Perubahan penulisan Thailand menjadi Tailan menjadi salah satu yang paling banyak dibicarakan.
Bagi sebagian orang, ejaan baru ini terdengar janggal. Bagi yang lain, ia memantik rasa ingin tahu, mengapa negara yang sejak lama kita kenal tiba-tiba ditulis berbeda?
Indonesia resmi memperbarui ejaan nama negara asing
Perubahan ejaan Thailand menjadi Tailan adalah kebijakan resmi pemerintah Indonesia untuk menyesuaikan penulisan nama negara asing dengan kaidah fonologi dan ortografi bahasa Indonesia.
Pembaruan ejaan ini bukan keputusan mendadak. Pemerintah Indonesia mengajukannya melalui forum United Nations Group of Experts on Geographical Names (UNGEGN) di bawah Perserikatan Bangsa-Bangsa (PBB).
Dokumen resminya tercatat dengan nomor GEGN.2/2025/122/CRP.122 dan dibahas dalam Sidang UNGEGN 2025 di New York.
Tujuan utama langkah ini adalah menyelaraskan penulisan nama negara asing dengan sistem bunyi dan ejaan yang berlaku dalam bahasa Indonesia, bukan semata menyalin bentuk dari bahasa Inggris atau bahasa asing lainnya.
Daftar lengkap nama-nama negara dalam ejaan bahasa Indonesia dapat dilihat dalam dokumen resmi UNGEGN.
Tailan, Paraguai, dan Uruguai, ejaan baru yang menyita perhatian
Dari sekian banyak penyesuaian, Tailan menjadi yang paling menonjol. Selain itu, Paraguay ditulis Paraguai, dan Uruguay menjadi Uruguai. Perubahan serupa juga berlaku pada Swiss yang kini ditulis Swis, serta Afghanistan menjadi Afganistan.
Polanya sebenarnya tidak asing. Bahasa Indonesia sejak lama melakukan penyesuaian serupa: Italia, Australia, Jepang, atau Filipina adalah contoh bagaimana nama negara diserap agar lebih sesuai dengan pengucapan penutur Indonesia.
Apakah nama resmi negaranya ikut berubah?
Jawabannya: tidak.
Di tingkat internasional, dunia tetap mengenal Thailand, Paraguay, dan Uruguay.

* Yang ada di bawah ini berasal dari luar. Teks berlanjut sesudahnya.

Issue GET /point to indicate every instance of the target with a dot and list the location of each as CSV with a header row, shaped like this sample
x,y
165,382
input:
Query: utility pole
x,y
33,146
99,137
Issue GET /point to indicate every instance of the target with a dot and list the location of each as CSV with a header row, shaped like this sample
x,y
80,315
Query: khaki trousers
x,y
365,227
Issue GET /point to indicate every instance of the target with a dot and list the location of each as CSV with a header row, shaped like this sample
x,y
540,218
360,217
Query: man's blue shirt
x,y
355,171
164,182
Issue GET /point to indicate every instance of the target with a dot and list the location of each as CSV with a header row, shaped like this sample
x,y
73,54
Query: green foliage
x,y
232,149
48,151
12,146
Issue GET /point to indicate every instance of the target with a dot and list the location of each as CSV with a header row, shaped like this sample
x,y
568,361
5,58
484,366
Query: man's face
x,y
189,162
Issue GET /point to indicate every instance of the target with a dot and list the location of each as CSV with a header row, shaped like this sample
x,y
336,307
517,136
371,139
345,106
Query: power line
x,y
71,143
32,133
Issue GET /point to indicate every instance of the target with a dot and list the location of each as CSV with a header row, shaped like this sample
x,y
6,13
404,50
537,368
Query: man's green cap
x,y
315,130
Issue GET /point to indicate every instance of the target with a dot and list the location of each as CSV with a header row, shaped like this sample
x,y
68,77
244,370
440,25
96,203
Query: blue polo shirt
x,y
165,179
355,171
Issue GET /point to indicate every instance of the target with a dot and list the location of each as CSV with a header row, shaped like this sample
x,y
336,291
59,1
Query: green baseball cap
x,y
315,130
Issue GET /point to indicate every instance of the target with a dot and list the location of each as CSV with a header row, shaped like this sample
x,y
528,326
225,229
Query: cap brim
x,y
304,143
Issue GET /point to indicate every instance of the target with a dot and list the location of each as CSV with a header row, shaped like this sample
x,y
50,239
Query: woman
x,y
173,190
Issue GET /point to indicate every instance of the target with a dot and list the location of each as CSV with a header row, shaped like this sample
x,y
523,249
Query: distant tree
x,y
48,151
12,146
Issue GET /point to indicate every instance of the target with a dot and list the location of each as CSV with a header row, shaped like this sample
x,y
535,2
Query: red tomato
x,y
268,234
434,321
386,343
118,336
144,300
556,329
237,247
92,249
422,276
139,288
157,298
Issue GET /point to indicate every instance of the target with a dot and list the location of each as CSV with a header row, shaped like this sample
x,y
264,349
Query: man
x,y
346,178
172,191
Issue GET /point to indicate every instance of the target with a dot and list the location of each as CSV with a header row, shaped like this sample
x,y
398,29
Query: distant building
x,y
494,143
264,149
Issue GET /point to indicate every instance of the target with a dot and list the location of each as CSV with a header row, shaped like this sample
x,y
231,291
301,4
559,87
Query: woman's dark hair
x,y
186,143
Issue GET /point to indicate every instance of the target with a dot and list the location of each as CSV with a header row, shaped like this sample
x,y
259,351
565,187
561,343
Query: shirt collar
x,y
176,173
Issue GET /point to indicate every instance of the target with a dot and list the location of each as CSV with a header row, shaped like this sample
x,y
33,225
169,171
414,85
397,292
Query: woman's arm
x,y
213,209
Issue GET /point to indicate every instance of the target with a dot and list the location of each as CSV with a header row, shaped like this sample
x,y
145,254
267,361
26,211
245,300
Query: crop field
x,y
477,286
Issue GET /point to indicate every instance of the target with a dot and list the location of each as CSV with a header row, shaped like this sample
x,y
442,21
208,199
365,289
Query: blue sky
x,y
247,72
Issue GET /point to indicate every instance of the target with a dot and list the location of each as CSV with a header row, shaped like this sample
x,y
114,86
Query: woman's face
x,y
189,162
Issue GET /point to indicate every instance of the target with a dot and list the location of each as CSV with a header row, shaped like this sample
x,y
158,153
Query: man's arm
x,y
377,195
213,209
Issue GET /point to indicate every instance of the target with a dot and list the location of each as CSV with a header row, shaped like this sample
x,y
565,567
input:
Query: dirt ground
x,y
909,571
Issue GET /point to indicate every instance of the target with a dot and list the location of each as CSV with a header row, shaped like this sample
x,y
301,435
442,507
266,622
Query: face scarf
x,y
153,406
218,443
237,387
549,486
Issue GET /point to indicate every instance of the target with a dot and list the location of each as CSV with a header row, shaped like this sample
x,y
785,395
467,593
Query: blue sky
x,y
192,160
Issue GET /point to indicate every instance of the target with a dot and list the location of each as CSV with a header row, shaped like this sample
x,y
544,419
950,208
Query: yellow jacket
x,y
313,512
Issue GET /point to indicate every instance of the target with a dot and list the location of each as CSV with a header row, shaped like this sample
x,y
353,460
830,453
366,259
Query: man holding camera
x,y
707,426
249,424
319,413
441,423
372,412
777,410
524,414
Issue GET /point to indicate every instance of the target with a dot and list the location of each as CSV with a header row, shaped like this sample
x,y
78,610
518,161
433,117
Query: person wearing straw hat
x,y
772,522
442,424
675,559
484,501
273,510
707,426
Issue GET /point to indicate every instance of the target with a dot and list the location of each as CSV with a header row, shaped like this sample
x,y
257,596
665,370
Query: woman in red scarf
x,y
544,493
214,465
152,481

Di sini yang berubah hanyalah cara Indonesia menuliskannya dalam konteks bahasa Indonesia, terutama untuk dokumen pemerintahan, pendidikan, media, dan administrasi resmi.
Dengan kata lain, ini bukan soal diplomasi atau politik luar negeri, melainkan urusan bahasa tentang bagaimana Indonesia memilih merepresentasikan dunia melalui sistem bahasanya sendiri.
Proses panjang di balik perubahan ejaan
Dikutip Nalacitra dari berbagai sumber, standardisasi ini dipimpin oleh Badan Informasi Geospasial (BIG) sebagai otoritas utama penamaan geografis nasional.
Dalam prosesnya, BIG bekerja sama dengan Badan Pengembangan dan Pembinaan Bahasa, Kementerian Luar Negeri, perguruan tinggi, serta para pakar linguistik melalui berbagai forum resmi, termasuk Sidang Komisi Istilah.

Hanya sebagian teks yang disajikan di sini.